Farthing / Feoirling
- Value: 1⁄4d penny
- Mass: 2.83495 g
- Diameter: 20.2 mm (51⁄64 in or 0.796875 in) mm
- Thickness: 1.52 mm (1⁄16 in or 0.0625 in) mm
- Edge: Plain
- Composition: Bronze (95.5% copper, 3% tin, 1.5% zinc)
- Years of minting: 1928–1966
- Catalog number: —

Obverse
- Design: Irish harp
- Design date: 1928

Reverse
- Design: Woodcock
- Designer: Percy Metcalfe
- Design date: 1928

= Farthing (Irish coin) =

Denomination of the pre-decimal Irish pound

The farthing (1/4d) (feoirling) was the lowest value coin of the pre-decimal Irish pound, worth a quarter of a penny, 1/48 of a shilling or 1/960 of a pound. The coin had lost much of its value through inflation long before decimalisation in 1971, and during the 1960s no farthings were produced for general circulation; those minted in 1966 were produced for collectors' sets.

The coins officially measured 0.796875 in in diameter and weighed 2.83495 grams (1/10 oz). The bronze coin is (was) made up of 95.5% copper, 3% tin and 1.5% zinc. It was introduced in 1928 to replace the British farthing and ceased to be legal tender on 1 August 1969. As the Irish pound was pegged to the British pound until 1979, the Irish farthing had the same dimensions and weight as the British version.

The reverse design featuring a woodcock was by English artist Percy Metcalfe. The obverse featured the Irish harp. From 1928 through 1937 the date was split either side of the harp with the name Saorstát Éireann circling around. From 1938 through 1966 the inscription changed to Éire on the left of the harp and the date on the right. The woodcock was reused on the decimal 50p coin introduced in 1970.

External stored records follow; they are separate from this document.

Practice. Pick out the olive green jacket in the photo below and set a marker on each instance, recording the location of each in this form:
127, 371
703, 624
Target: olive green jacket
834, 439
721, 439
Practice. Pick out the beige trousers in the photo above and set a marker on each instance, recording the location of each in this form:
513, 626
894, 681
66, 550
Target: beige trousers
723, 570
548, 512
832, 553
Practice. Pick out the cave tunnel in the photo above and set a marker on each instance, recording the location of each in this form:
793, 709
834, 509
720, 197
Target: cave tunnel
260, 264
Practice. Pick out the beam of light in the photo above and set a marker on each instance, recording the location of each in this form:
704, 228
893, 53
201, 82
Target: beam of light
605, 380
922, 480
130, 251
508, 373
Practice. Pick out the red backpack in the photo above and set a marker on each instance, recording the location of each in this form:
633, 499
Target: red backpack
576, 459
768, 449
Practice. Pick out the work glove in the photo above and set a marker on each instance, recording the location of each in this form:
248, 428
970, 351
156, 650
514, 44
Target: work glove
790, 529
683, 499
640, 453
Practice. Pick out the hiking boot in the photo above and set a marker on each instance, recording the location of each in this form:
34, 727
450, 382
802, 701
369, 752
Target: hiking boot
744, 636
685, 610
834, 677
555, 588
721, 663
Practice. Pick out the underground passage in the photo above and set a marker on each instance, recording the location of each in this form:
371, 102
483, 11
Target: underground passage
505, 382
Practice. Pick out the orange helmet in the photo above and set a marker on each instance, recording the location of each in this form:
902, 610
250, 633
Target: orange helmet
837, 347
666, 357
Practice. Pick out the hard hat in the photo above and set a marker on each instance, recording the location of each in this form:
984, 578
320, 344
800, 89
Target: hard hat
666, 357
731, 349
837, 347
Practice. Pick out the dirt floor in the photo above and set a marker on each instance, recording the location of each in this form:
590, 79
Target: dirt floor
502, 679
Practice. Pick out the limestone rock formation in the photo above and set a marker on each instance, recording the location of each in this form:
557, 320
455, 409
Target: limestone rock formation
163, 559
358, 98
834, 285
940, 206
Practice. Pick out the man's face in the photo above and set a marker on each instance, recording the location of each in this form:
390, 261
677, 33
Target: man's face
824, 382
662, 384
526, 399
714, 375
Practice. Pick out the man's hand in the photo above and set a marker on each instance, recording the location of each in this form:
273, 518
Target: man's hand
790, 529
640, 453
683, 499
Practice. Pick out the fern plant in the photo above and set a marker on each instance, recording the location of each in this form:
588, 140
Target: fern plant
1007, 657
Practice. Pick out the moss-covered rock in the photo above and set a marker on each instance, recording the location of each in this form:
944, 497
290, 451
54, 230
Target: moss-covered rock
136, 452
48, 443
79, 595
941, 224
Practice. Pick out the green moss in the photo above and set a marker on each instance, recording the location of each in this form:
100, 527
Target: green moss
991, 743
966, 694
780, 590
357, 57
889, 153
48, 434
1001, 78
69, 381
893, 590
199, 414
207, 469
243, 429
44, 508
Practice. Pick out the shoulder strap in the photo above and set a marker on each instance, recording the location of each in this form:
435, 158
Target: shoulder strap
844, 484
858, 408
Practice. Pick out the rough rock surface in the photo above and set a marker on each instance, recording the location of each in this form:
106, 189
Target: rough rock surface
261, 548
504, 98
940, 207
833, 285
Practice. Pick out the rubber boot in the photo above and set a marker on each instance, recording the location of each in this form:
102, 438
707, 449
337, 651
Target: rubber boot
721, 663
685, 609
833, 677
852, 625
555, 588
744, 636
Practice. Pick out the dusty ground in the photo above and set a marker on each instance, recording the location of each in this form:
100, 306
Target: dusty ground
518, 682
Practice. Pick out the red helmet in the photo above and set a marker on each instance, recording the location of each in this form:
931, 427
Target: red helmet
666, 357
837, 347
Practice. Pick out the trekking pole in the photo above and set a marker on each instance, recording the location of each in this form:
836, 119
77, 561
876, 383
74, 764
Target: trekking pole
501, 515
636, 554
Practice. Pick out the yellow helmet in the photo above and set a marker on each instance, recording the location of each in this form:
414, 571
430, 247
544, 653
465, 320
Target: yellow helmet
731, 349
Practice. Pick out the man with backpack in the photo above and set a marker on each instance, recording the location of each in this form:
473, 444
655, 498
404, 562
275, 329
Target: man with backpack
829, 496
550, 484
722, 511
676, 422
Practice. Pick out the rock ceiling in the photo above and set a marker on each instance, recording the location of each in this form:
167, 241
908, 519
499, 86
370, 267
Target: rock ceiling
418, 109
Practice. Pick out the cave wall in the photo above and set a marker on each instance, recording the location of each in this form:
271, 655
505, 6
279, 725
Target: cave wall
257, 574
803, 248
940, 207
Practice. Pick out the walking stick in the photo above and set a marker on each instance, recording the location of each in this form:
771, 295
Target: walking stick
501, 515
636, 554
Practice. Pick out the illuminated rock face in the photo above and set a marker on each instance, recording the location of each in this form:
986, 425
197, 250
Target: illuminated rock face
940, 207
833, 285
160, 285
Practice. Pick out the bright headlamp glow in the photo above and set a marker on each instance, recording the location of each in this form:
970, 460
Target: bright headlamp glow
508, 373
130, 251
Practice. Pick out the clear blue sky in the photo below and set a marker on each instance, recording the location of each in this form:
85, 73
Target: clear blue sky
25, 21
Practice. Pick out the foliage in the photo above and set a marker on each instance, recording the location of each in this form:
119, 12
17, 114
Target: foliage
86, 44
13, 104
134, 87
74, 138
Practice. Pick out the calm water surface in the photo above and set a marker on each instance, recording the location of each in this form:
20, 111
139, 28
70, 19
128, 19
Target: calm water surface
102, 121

Ireland is one of only four nations (the others being Britain, South Africa, and Jamaica) to issue farthing coins in the 20th century.

Irish farthings, like all non-current Irish coins, may be redeemed for euros at the Central Bank of Ireland in Dublin. Due to its slight value (€0.00132), several must be redeemed to have any return at all.